Always, Marc-Henri and Maud are eager to visit and chat about charcuterie. “My overall goal is also to teach people about the French charcuterie-making tradition that’s been going on for hundreds of years,” says Marc-Henri. “Because that’s the only way the tradition continues.”
Maison Porcella, 8499 Old Redwood Highway, Windsor. 707-955-5611, maisonporcella.com. Charcuterie is also available at farmers markets on Friday in Sonoma, on Saturday in Healdsburg, and on Sunday in San Rafael.
Spicy Banh Mi with Quick-Pickled Vegetables
By Chef Marc-Henri Jean-Baptiste of Maison Porcella
This spicy Vietnamese-style sandwich stuffed with homemade pickled vegetables travels well and is perfect summer picnic fare, especially paired with a simple green salad. Marc-Henri suggests making it with his housemade spicy pork and Parisian-style ham, available at farmers markets or from his store and bistro in Windsor. The pickled vegetables can be made a day in advance and will keep for up to three weeks.
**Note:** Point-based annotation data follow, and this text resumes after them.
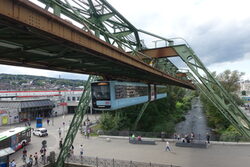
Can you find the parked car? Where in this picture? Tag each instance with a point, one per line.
(40, 132)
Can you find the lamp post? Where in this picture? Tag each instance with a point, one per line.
(9, 118)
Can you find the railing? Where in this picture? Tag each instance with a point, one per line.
(103, 162)
(73, 160)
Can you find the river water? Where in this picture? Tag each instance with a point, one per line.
(195, 122)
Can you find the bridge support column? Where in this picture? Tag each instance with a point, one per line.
(76, 121)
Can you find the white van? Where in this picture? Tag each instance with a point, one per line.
(40, 132)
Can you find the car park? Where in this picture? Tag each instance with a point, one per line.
(40, 132)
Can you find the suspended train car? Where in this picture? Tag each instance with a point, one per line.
(112, 95)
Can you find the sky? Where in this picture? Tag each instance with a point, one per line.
(217, 30)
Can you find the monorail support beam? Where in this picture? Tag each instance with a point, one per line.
(145, 105)
(76, 121)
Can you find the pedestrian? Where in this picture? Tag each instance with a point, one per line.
(72, 151)
(30, 163)
(192, 136)
(24, 154)
(81, 150)
(12, 163)
(178, 137)
(88, 132)
(60, 143)
(59, 132)
(36, 158)
(167, 146)
(208, 138)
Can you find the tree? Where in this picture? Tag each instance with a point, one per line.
(230, 81)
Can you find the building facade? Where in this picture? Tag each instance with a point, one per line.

For the pickled vegetables:
1 cup rice vinegar
1 cup white vinegar
½ cup sugar
1 tbsp. coarse sea salt
1 tsp. whole coriander seeds
1 tsp. whole black peppercorn
1/4 bunch cilantro
1 daikon radish
To make the pickled vegetables:
Rinse and dry the carrots, cucumber, and daikon. Peel the carrots and set aside. Cut the cucumber and daikon into 2-inch lengths. Using a mandoline or sharp knife, thinly slice all the vegetables into long, ¼-inch-wide strips. Place the vegetables in a colander set over an empty bowl and sprinkle with sea salt. Use your hand to work the salt into the vegetables, then allow them to rest at room temperature for 15 minutes.
Press firmly on the vegetables to release any remaining juices, then rinse, pat dry, and set aside in a tempered glass container with a lid, such as a repurposed pickle jar or mason jar.
Remove the leaves from the cilantro stems and set the leaves aside in an airtight container, reserving the stems.
Put the coriander seed, black peppercorn, and cilantro stems in a small square of cheese cloth. Tie the cloth to make a bundle and place in the vegetable container.
For the sandwich:
1 French baguette
2 tbsp. mayonnaise
4 oz. spicy pork pâté
2 oz. ham
1 cup pickled vegetables
Bring 2 cups of water to a boil with the two types of vinegar and sugar. Pour the hot brine over the container of vegetables and spices. The vegetables should be fully submerged in the brine (if they’re not, try a smaller container).
Close the container and refrigerate overnight. The pickles will be ready the next day or can be stored in the brine for up to three weeks
To assemble the sandwiches:
Cut a long baguette in half, lengthwise, and spread with mayonnaise.
Pull pickles from the jar, reserving the pickling liquid.
Slice the pâté and arrange on the bottom half of the baguette. Top with ham, pickles, and reserved cilantro leaves. Sprinkle a small amount of the reserved pickling liquid on the bread for extra flavor. Slice and enjoy.